Practical and Theoretical Implications
Kathleen reframes efficient sequence modeling by demonstrating that explicit, learnable frequency processing on bytes is sufficient for high-quality NLP, without recourse to discrete token vocabularies or attention. This design enables:
- Deployment on constrained devices: The compact model fits within microcontroller and mobile deployment constraints.
- Long-context, streaming, and language-agnostic processing: O(L) complexity and byte-level operation permit efficient modeling over arbitrarily long sequences and across arbitrary languages without retraining the encoding pipeline.
- Explicit inductive bias for frequency-based structure: Unlike standard neural models where useful representations emerge implicitly, Kathleen capitalizes on explicit spectral and oscillatory biases with minimal parameter overhead.
The context-dependent utility observed for blocks like PowerLawGate further incentivizes factorized architecture search—components cannot be evaluated in isolation but must be validated in-band with their input feature spaces.
Limitations and Future Directions
Despite strong efficiency and competitive classification accuracy at the byte level, several limitations remain:
- A consistent 8% accuracy gap persists compared to large, pretrained Transformers, driven by both the absence of large-scale pretraining and the lack of explicit subword/semantic compositionality.
- Performance on short texts lags relative to longer sequences, correlated with the oscillator design's need for sufficient context to exploit spectral structure.
- The architecture has not been extended to generation, translation, or structured prediction; its properties for language modeling remain to be established.
Priority avenues for future work include deeper oscillator models, exploiting the scalable context processing for document-level tasks, edge-device deployment, multilingual benchmarks, and adaptation to autoregressive generation.
Conclusion
Kathleen establishes the viability of attention-free, tokenization-free byte-level text classification via learnable oscillatory frequency processing.
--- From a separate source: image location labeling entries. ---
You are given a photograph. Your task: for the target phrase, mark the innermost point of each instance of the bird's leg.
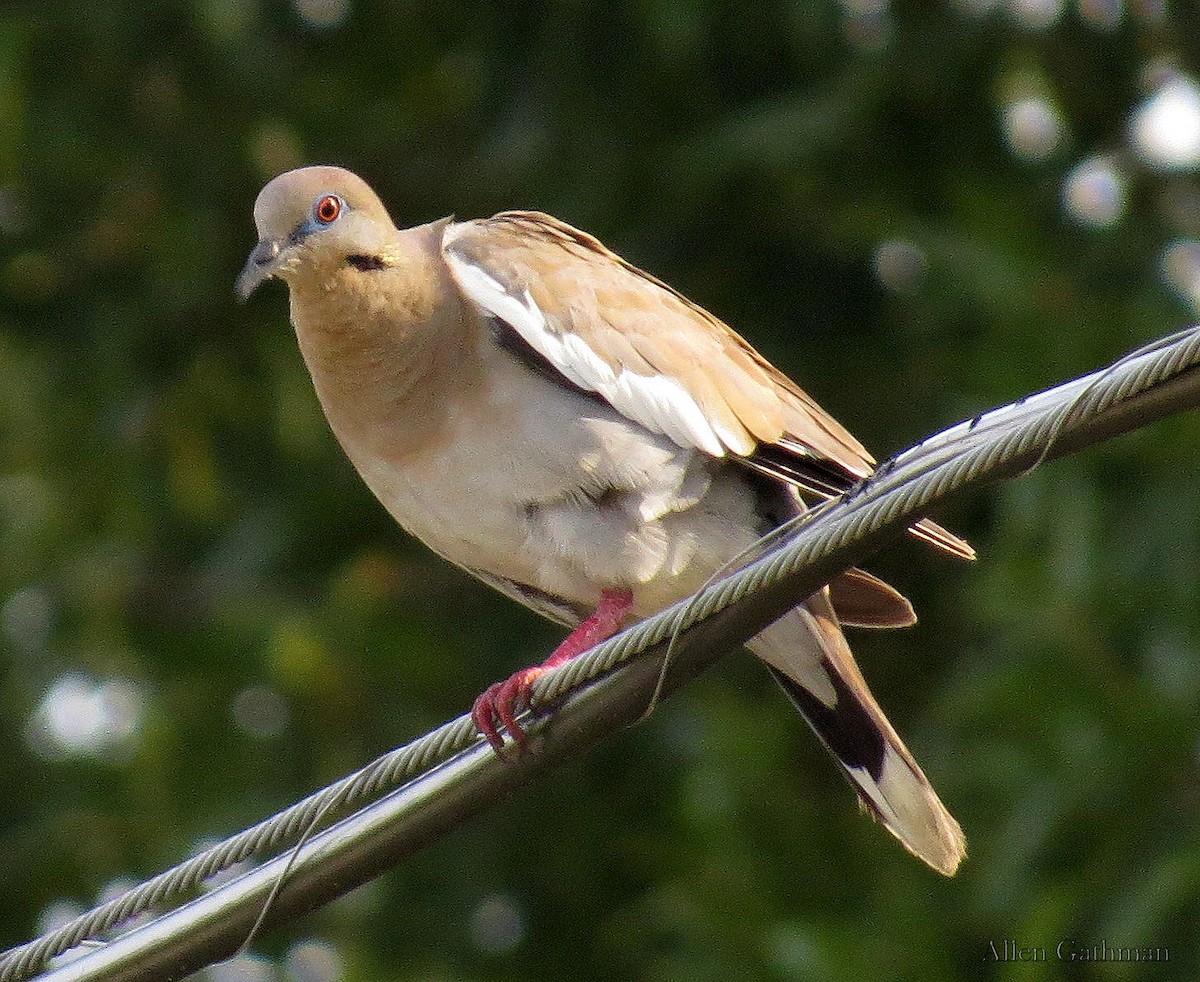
(497, 708)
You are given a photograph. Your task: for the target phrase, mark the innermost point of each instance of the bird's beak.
(262, 264)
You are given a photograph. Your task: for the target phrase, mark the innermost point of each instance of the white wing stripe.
(658, 402)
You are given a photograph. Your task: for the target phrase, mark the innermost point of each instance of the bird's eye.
(327, 209)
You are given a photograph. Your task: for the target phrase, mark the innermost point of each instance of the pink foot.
(499, 705)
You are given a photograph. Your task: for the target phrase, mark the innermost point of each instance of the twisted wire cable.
(1145, 385)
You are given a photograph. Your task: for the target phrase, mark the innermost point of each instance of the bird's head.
(312, 222)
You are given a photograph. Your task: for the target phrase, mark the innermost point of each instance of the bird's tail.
(809, 657)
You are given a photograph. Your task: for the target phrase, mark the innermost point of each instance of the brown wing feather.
(635, 321)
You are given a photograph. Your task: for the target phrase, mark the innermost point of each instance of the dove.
(582, 437)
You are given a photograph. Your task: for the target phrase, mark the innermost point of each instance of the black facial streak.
(366, 263)
(847, 729)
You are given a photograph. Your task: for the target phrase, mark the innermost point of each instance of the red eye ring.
(327, 209)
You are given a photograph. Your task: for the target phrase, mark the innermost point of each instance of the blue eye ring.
(327, 209)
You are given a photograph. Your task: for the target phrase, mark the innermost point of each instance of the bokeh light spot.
(900, 267)
(1095, 192)
(82, 717)
(1165, 129)
(1033, 127)
(313, 962)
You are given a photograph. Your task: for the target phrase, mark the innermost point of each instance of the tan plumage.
(581, 436)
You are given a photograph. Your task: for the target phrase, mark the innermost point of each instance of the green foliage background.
(175, 518)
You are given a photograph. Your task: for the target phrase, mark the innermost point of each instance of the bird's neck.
(387, 348)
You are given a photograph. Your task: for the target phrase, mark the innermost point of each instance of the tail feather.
(813, 663)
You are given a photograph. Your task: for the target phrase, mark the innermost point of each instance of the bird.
(580, 436)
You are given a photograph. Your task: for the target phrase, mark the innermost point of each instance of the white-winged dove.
(583, 438)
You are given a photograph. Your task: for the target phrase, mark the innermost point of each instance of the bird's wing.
(609, 328)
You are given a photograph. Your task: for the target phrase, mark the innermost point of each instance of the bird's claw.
(497, 708)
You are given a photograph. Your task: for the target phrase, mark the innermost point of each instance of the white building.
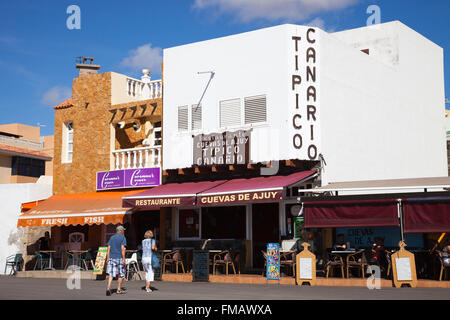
(306, 92)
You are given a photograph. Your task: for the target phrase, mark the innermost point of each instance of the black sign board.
(201, 266)
(222, 148)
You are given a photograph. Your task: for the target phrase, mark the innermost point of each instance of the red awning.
(362, 213)
(260, 189)
(77, 209)
(169, 195)
(426, 215)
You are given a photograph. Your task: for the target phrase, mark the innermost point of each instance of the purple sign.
(129, 178)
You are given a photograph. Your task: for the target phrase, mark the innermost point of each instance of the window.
(255, 109)
(27, 167)
(188, 223)
(67, 148)
(230, 113)
(196, 117)
(183, 121)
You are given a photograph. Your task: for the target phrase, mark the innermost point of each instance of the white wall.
(379, 116)
(382, 115)
(248, 64)
(11, 198)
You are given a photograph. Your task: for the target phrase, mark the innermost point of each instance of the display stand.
(273, 262)
(306, 266)
(99, 267)
(403, 267)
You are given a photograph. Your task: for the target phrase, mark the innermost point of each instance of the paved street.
(29, 288)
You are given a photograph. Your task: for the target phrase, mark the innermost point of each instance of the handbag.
(155, 260)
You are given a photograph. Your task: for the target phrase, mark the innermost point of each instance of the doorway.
(143, 221)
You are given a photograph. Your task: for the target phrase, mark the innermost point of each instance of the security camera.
(146, 142)
(136, 126)
(121, 124)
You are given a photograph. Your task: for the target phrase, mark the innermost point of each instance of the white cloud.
(144, 57)
(56, 95)
(284, 10)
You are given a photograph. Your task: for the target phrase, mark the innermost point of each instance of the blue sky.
(37, 50)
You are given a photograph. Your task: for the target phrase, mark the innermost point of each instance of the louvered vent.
(255, 109)
(196, 117)
(183, 122)
(230, 113)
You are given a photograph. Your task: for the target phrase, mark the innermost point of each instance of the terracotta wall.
(91, 97)
(94, 120)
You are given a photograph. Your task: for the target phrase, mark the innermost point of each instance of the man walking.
(116, 259)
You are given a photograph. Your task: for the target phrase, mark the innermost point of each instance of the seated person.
(341, 244)
(377, 251)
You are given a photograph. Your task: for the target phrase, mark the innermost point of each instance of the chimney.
(86, 67)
It achieves strong empirical results with dramatic parameter efficiency—anchored by the discovery that minimal sinusoidal nonlinearities drive the majority of performance gain, while complex cognitive architecture contributes minimally. These findings recalibrate priorities for efficient sequence model design in NLP, underscoring the promise of explicit signal processing inductive bias for text understanding.